Junior Osborne

Personal information
- Full name: Junior Osborne
- Date of birth: 12 February 1988 (age 38)
- Place of birth: Watford, England
- Height: 5 ft 11+1⁄2 in (1.82 m)
- Position: Defender

Youth career
- 2001–2005: Watford

Senior career*
- Years: Team / Apps / (Gls)
- 2005–2008: Watford / 19 / (0)
- 2006: → Kidderminster Harriers (loan) / 3 / (0)
- 2008: Aldershot Town / 8 / (0)
- 2010: Wealdstone / 12 / (0)
- 2011–2012: Northwood / 7 / (0)
- 2018: Hendon / 3 / (0)
- 2018–2019: Kings Langley / 12 / (0)
- 2019: Hendon / ? / (?)

International career
- England U16/U17

= Junior Osborne =

English footballer

Junior Osborne (born 12 February 1988) is an English footballer who plays as a full back or center-back.
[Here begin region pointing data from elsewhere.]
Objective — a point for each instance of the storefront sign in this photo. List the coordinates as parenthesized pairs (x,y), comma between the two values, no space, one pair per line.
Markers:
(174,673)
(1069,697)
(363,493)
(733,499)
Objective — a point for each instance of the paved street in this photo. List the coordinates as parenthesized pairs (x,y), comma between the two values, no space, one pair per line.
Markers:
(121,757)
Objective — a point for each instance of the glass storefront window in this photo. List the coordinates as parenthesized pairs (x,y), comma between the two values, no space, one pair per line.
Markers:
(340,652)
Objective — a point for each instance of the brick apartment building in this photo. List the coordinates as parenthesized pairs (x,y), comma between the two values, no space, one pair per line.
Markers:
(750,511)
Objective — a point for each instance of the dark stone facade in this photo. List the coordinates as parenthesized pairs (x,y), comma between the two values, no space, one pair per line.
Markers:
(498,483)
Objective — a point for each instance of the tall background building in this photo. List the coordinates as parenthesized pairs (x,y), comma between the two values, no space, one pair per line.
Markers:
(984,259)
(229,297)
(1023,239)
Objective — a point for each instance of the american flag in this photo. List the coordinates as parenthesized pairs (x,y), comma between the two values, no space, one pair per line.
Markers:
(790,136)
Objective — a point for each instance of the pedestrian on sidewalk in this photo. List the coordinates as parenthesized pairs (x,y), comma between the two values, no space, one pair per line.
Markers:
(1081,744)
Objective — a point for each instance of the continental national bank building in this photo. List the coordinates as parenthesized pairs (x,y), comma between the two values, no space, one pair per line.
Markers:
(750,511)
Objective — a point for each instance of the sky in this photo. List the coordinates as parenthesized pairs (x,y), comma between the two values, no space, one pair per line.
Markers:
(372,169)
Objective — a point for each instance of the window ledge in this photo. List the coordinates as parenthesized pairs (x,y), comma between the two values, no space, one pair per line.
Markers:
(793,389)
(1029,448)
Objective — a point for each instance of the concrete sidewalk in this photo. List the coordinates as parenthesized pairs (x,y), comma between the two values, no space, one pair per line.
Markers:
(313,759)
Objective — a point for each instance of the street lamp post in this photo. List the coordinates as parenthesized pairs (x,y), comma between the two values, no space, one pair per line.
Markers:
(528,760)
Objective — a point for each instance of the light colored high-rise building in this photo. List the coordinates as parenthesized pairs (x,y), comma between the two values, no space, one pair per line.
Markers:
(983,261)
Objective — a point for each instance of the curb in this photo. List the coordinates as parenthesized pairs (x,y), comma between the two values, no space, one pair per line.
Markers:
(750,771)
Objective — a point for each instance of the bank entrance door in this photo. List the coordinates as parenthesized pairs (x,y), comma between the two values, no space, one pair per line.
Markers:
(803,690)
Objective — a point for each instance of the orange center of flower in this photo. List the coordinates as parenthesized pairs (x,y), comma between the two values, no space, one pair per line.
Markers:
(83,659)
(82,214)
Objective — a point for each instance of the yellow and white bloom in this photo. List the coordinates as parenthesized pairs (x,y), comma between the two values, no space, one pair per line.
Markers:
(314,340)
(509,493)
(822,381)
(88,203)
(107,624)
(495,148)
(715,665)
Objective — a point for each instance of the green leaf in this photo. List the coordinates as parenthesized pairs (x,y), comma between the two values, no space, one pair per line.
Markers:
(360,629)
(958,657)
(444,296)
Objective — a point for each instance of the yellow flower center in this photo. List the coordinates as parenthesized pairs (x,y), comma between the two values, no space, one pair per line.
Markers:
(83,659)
Osborne started his career at hometown club Watford and made his first team debut whilst still a member of the club's academy. Aged 17, he started against West Ham United on the final day of the 2004–05 Championship season. Having made two more appearances for Watford in 2005–06, he was sent on loan to Conference side Kidderminster Harriers in February 2006, making three appearances.

He was released by Watford in August 2008, having struggled with three separate major ACL knee injuries during his time at the club, and joined Aldershot Town on 10 September. He played eight times for the League Two club up to 1 November 2008, but none thereafter as he suffered a 4 ACL knee injury and he was released in late December.

After a brief spell with Wealdstone between January and July 2010, Osborne again had issues with his knees and took a break from the game.

Osborne then played in Northwood's friendly win over Brentford XI on 30 July 2011, and played in their first league game of the campaign away against Ashford Town on 13 August 2011. Having also participated in Northwood's home game versus Daventry Town on 20 August, Osborne's signing was confirmed on 21 August.

After signing for Northwood, Osborne impressed with a number of outstanding displays, but while playing against Sittingbourne in the FA Trophy preliminary round on 8 October 2011, he was taken off after injuring his knee yet again - the sixth time he had suffered such a serious injury in quick succession. In early 2012, Osborne announced his intention to retire from football having suffered another set back with injury. In total, Osborne played nine games for Northwood, seven of them in the league.

After some six years out of football, Osborne made a surprise return in the summer of 2018 by signing for Hendon. He played there for three months before joining Kings Langley. He re-joined Hendon in March 2019.